While Caro was in their midst, ScreenRant took the opportunity to ask him how he felt about the backlash and whether he or the crew could have ever predicted it. He said:
… There was… zero conversation about “Oh, people are going to have an issue with this or not understand it or think it’s silly.” It was – and it’s so funny, Zack and I had a conversation about that, I don’t know, a month ago, probably. That came up and I just said “I have never understood -” and I don’t listen to a lot of the haters, but I’ve heard the chatter of it a little bit, but I don’t understand what the disconnect was. What the problem is with how salient that line is and the connection between having the same mother’s name allows you to connect with someone you wanted to obliterate from the planet because you saw him as a threat to the human race. You saw him as a threat to humanity, then in that one moment, you realized he was an orphan and his mother’s… you saw him as you as you as a kid and you saw him in that light, so that enlightened you, that made you drop and see him now, not as the enemy, but as an ally. A fellow being who is trying to do the right thing, to reach justice. So no, crystal clear and very, like I said, it always made sense to me, so I’m perplexed by that one and I don’t know that I… I don’t have the answer to that one.
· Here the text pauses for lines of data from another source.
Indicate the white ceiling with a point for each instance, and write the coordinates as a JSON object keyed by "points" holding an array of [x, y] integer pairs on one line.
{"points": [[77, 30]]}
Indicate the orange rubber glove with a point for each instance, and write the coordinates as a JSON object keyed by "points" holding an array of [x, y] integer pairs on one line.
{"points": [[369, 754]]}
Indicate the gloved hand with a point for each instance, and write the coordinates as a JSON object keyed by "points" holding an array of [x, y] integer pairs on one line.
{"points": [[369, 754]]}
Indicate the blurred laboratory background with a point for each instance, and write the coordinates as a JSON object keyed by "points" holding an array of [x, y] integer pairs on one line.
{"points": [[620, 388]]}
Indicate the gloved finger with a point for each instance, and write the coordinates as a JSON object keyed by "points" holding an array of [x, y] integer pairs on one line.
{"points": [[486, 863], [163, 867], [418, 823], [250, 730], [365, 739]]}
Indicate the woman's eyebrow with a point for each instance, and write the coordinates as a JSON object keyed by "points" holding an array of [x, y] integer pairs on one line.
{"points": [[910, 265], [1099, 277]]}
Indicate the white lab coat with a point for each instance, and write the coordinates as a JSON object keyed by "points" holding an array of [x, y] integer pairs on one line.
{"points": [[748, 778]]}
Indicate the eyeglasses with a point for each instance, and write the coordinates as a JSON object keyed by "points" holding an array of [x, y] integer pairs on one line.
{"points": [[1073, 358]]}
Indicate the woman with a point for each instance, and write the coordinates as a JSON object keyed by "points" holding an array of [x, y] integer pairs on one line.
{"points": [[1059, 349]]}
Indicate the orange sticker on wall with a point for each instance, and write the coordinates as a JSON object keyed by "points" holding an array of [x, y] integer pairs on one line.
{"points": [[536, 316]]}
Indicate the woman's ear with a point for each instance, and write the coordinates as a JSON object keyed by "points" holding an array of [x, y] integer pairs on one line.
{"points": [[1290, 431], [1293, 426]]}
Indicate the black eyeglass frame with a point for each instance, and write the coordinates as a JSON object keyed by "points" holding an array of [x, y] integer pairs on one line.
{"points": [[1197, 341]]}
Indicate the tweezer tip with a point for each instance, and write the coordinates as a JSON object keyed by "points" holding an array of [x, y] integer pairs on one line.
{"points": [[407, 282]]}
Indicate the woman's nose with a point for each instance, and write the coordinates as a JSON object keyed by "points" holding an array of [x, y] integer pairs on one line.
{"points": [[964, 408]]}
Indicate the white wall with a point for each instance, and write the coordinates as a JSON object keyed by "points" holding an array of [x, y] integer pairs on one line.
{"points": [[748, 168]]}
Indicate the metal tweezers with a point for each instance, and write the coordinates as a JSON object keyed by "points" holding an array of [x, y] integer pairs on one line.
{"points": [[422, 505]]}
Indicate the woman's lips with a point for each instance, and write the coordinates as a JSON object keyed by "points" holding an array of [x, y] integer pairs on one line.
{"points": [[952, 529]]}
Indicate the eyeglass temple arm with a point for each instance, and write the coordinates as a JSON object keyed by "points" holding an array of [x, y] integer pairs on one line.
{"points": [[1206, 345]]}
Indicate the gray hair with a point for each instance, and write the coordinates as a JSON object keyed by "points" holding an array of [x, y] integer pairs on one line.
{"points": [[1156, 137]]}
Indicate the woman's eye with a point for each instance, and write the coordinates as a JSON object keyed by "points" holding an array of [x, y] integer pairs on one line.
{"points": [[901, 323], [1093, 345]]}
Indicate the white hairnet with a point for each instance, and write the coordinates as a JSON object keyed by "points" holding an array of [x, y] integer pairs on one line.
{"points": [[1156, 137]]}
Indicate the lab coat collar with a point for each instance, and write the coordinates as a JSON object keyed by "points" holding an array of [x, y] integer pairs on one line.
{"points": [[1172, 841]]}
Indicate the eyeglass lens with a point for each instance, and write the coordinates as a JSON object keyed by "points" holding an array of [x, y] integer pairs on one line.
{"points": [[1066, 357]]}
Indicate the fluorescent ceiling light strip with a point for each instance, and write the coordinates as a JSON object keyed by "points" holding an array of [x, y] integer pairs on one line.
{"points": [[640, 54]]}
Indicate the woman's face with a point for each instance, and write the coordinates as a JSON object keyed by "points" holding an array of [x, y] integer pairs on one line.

The scene has been explained multiple times, even by Zack Snyder himself. Re-watching the scene, I understand it, but hindsight will always be 20/20. The movie had spent a lot of time showing us that Batfleck only saw Superman as a monster to be eliminated, so when he found out this almighty god had a mother, and a mother who shares the same name as his own, it triggered him. It’s thematically poignant, but the problem here is that it was just a victim of Snyder’s poor storytelling skills.
I’m sure the whole crew knew what the scene meant, but it simply wasn’t properly executed and therefore, it didn’t communicate well at all. Unless Snyder intends to spoon-feed his audience the meaning behind every scene, people are going to have their own interpretations, but unfortunately, the correct one simply wasn’t the obvious one. Personally, I didn’t mind the scene, but I also didn’t understand it and definitely did not interpret it the way I was supposed to. It’s not a bad scene, but it is certainly bizarre. It doesn’t help that both actors deliver their lines in an awfully strange way.
What do you think? Do you adore that stunt viz as much as I do? Do you feel that the Martha scene received a lot more hate than was necessary? Or was the frustration completely justified? Let us know.